HASS keeps crashing, please help!

Hello everybody and thanks for helping me.
My home is heavily invested in HA and lately my instance started crashing/rebooting very randomly.

I don’t know whether is an HW problem where the ethernet flaps and breaks connection (it’s PoE powered by a Meraki Switch) or the DB has somehow corrupted.

I cannot pinpoint where the issue is and it is driving me crazy!!

HASS is running as HAOS on a RPI5 with 8G RAM and SanDisk ExtremePro SD-Card on MariaDB. It is PoE powered via Waveshare PoE HAT (F) x Rpi5.

Here’s my latest logs:

Homeassistant.log

2024-09-13 11:07:00.074 WARNING (SyncWorker_0) [homeassistant.loader] We found a custom integration hacs which has not been tested by Home Assistant. This component m>
2024-09-13 11:07:00.076 WARNING (SyncWorker_0) [homeassistant.loader] We found a custom integration icloud3 which has not been tested by Home Assistant. This componen>
2024-09-13 11:07:00.078 WARNING (SyncWorker_0) [homeassistant.loader] We found a custom integration miele which has not been tested by Home Assistant. This component >
2024-09-13 11:07:00.080 WARNING (SyncWorker_0) [homeassistant.loader] We found a custom integration meteoswiss which has not been tested by Home Assistant.
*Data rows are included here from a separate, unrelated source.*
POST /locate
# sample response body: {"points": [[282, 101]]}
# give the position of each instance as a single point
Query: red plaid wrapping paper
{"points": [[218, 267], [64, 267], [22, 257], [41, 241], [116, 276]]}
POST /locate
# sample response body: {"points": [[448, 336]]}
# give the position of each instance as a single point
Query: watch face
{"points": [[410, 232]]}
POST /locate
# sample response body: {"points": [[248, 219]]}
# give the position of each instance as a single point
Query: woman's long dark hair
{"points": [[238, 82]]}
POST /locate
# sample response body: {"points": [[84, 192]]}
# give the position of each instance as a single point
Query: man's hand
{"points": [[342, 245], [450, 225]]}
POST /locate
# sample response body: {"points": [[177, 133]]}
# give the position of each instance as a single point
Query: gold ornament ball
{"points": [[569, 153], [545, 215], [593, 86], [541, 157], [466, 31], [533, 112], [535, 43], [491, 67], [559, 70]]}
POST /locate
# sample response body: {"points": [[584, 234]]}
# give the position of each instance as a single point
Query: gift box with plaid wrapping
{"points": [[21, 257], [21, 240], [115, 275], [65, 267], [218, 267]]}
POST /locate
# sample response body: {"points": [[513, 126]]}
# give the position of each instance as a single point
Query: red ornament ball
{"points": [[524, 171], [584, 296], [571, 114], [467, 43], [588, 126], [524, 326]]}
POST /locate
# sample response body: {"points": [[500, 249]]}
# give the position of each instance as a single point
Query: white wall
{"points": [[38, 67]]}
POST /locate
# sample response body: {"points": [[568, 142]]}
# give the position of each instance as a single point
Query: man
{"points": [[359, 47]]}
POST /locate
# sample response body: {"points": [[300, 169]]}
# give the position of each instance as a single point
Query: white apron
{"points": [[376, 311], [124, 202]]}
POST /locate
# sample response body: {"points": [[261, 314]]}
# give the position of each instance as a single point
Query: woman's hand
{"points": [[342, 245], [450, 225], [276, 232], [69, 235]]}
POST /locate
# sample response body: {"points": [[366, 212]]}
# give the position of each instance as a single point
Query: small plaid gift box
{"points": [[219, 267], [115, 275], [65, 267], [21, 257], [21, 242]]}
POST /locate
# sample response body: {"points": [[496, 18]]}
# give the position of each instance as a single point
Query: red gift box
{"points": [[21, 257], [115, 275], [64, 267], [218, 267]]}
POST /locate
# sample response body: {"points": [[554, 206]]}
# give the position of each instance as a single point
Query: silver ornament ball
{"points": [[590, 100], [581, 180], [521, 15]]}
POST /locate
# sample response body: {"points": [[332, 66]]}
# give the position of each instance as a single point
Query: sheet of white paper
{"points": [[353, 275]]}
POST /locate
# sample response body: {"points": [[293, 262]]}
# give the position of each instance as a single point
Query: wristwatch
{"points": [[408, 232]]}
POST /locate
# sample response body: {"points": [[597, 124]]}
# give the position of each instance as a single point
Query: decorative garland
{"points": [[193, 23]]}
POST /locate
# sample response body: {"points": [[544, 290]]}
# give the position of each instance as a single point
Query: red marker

This compo>
2024-09-13 11:07:02.348 WARNING (Recorder) [homeassistant.components.recorder.util] Ended unfinished session (id=33 from 2024-09-12 14:30:16.010305)
2024-09-13 11:07:17.460 ERROR (SyncWorker_0) [homeassistant.util.json] Could not parse JSON content: /config/.storage/icloud3/restore_state
Traceback (most recent call last):
  File "/usr/src/homeassistant/homeassistant/util/json.py", line 75, in load_json
    return orjson.loads(fdesc.read())  # type: ignore[no-any-return]
           ^^^^^^^^^^^^^^^^^^^^^^^^^^
orjson.JSONDecodeError: unexpected character: line 1 column 1 (char 0)
2024-09-13 11:07:17.461 ERROR (SyncWorker_0) [custom_components.icloud3.helpers.common] Error while loading /config/.storage/icloud3/restore_state: unexpected charact>
Traceback (most recent call last):
  File "/usr/src/homeassistant/homeassistant/util/json.py", line 75, in load_json
    return orjson.loads(fdesc.read())  # type: ignore[no-any-return]
           ^^^^^^^^^^^^^^^^^^^^^^^^^^
orjson.JSONDecodeError: unexpected character: line 1 column 1 (char 0)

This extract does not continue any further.